培養槽・リアクター

ステンレス培養槽

ステンレス培養槽は、ステンレス製の固定式培養槽を用いて、細胞培養や微生物発酵を行う大型の培養設備です。シングルユースバイオリアクターが使い捨てバッグを装着して培養を行うのに対し、ステンレス培養槽は固定された金属製の槽を洗浄・滅菌しながら繰り返し使用します。大型スケール、長期運用、大量生産に向いており、商用バイオ医薬品製造の中核設備として使われます。

大規模培養商用製造微生物発酵CIP/SIP
分類
培養槽・リアクター
主な用途
大規模培養 / 商用製造 / 微生物発酵 / CIP/SIP
関連モダリティ
抗体医薬 / ADC / 二重特異性抗体 / Fc融合タンパク質・組換えタンパク質 / AAV / レンチウイルス / ワクチン / 細胞治療 / iPS細胞・幹細胞由来製品 / 遺伝子編集 / mRNA-LNP / プラスミドDNA / 微生物発酵 / 低分子医薬品
代表メーカー
ABEC・ZETA・Getinge / Applikon・Pierre Guerin ほか計37社
関連キーワード
本培養 / シングルユースバイオリアクター / ガラス製ベンチトップバイオリアクター / 培養制御システム / SCADA/MES / 培地・フィード

用途・特徴

ステンレス培養槽は、制御された環境で細胞や微生物を大規模に培養するために使われます。
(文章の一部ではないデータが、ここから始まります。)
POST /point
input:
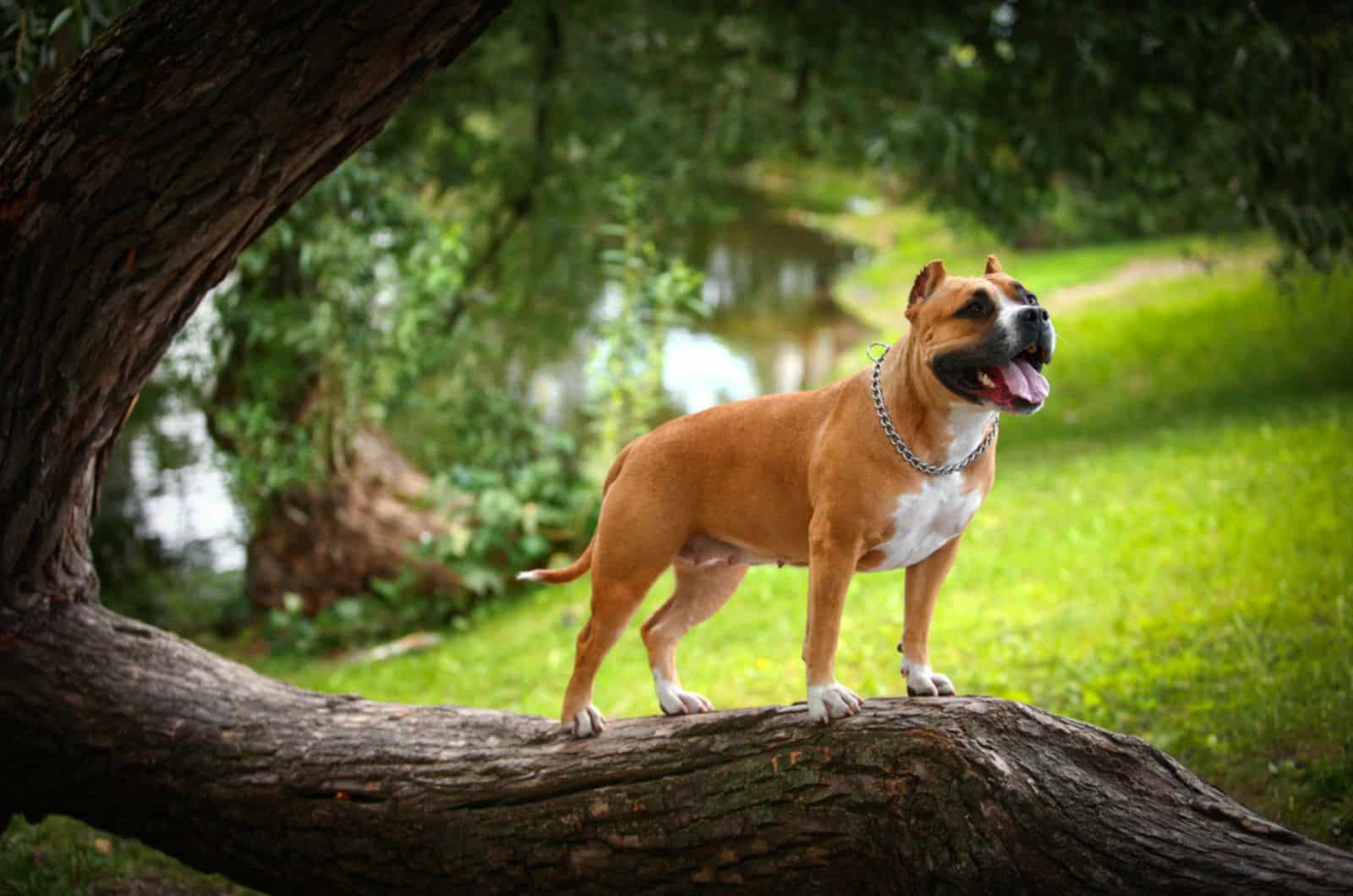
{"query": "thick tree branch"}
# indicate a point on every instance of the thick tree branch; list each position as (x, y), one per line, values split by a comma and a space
(141, 733)
(132, 188)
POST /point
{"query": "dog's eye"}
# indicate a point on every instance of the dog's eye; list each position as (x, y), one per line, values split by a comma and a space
(978, 306)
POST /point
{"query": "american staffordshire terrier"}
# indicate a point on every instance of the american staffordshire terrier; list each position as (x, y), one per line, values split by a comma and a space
(879, 472)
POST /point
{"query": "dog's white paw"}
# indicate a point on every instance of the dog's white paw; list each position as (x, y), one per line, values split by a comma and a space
(923, 682)
(676, 702)
(832, 702)
(586, 723)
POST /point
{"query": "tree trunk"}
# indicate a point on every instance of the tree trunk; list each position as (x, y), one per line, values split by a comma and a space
(132, 188)
(144, 734)
(126, 194)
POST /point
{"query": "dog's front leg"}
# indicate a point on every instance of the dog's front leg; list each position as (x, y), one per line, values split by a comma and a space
(831, 560)
(923, 581)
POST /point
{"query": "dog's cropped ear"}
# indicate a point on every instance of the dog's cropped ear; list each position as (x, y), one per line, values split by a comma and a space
(926, 283)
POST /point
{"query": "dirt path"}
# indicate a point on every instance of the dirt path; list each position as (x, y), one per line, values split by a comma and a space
(1147, 271)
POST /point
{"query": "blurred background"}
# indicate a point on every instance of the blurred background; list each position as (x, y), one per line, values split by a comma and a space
(609, 213)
主な制御項目は、温度、pH、DO、撹拌、通気、CO2、O2、N2、エア、フィード添加、消泡、圧力、液量、重量、CIP、SIPなどです。

シングルユース装置と比べて設備としての固定性が高く、洗浄・滅菌・配管・ユーティリティを含む製造システムとして運用されます。

Point
  • ステンレス製の固定式培養設備
  • 大規模・長期運用・大量生産に向く
  • pH、DO、温度、撹拌、通気、フィード、消泡を制御できる
  • CIP/SIP、洗浄バリデーション、設備適格性確認が重要
  • 抗体医薬、ワクチン、組換えタンパク質、微生物発酵で使われる
  • 初期投資は大きいが、長期運用では設備として安定しやすい
  • シングルユースバイオリアクターと製造戦略に応じて使い分ける

使用方法

基本的には、培養槽を洗浄・滅菌し、培地を充填してから細胞を接種し、制御条件下で培養します。

1培養槽と配管をCIPで洗浄する
2SIPで滅菌する
3センサー、配管、バルブ、ガスラインを確認する
4培地を充填する
5温度、pH、DO、撹拌、通気、圧力条件を設定する
6シードトレインで増やした細胞を接種する
7培養中に細胞数、生存率、代謝物、pH、DOを確認する
8必要に応じてフィード、pH調整液、消泡剤を添加する
9培養終了条件を判断する
10ハーベスト・清澄化工程へ送液する
11培養槽を洗浄・滅菌し、次バッチへ備える
実際の運用は、培養スケール、細胞種、培養方式、CIP/SIP設計、制御システム、設備バリデーション、GMP要件によって変わります。